Nine women from Extinction Rebellion (XR) and the political party Burning Pink targeted the Canary Wharf building on Thursday morning, using hammers and chisels to break the glass.
They then placed stickers on the windows reading “£80 billion into fossil fuels in the last 5 years” and waited for police to arrive, XR said.
The Metropolitan Police said its officers were called to Canada Square shortly after 7am to reports of protesters causing “criminal damage to a building”.
BREAKING: This is an Act of Care.— Extinction Rebellion UK 🌍 (@XRebellionUK) April 22, 2021
XR women break windows @HSBC for @money_rebellion
HSBC is Europe’s second-largest financier of fossil fuels and has funded £81 billion to #fossilfuel since 2015 #ParisAgreement
These companies are killing ushttps://t.co/ZbwDkCvh1B pic.twitter.com/oPJHKmezLs
The force said nine women have been arrested on suspicion of criminal damage and remain in police custody.
The latest demonstration aimed to highlight the financial sector’s role in the climate and ecological crisis, XR said.
The group claims that despite HSBC’s pledge to shrink its carbon footprint to net-zero by 2050, its existing climate plan allows it to finance coal power.
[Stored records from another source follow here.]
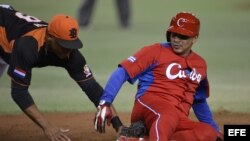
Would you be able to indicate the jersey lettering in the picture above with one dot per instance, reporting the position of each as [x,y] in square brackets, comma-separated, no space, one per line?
[193,75]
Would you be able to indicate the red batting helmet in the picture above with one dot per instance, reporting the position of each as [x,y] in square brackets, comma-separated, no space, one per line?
[184,23]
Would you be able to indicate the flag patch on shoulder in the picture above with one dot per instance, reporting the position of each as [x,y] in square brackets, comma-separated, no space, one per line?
[19,73]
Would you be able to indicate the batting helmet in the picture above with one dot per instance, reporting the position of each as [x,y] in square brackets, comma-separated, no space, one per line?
[184,23]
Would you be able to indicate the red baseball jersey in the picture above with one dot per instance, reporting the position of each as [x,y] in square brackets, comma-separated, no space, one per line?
[165,74]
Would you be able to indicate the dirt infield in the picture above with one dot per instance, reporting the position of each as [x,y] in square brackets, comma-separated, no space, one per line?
[20,128]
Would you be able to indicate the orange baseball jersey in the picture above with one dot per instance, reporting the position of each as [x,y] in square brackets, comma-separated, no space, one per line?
[22,46]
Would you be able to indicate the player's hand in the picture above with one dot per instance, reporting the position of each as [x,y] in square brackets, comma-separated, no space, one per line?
[220,136]
[103,115]
[56,134]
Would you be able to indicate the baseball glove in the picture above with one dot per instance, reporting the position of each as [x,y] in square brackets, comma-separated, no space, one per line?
[136,130]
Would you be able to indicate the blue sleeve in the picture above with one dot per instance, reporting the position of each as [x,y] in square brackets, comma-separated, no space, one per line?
[203,113]
[201,107]
[115,82]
XR said: “The women argue that commitments to reaching net-zero carbon emissions in 30 years’ time are largely meaningless without immediate action to put banks on course to avoid an increase in global temperature in excess of 1.5C.”
A spokesperson for HSBC said: “We welcome meaningful dialogue on our climate strategy, however, we cannot condone vandalism or actions that put people and property at risk.
“We have an ambition to be net-zero by 2030 and to bring our financed emissions to net-zero by 2050.
“We have also committed to set out short and medium-term transition targets, and to phase out the financing of coal-fired power and thermal coal mining by 2040 globally. We remain committed to supporting our customers in their transition to net-zero.”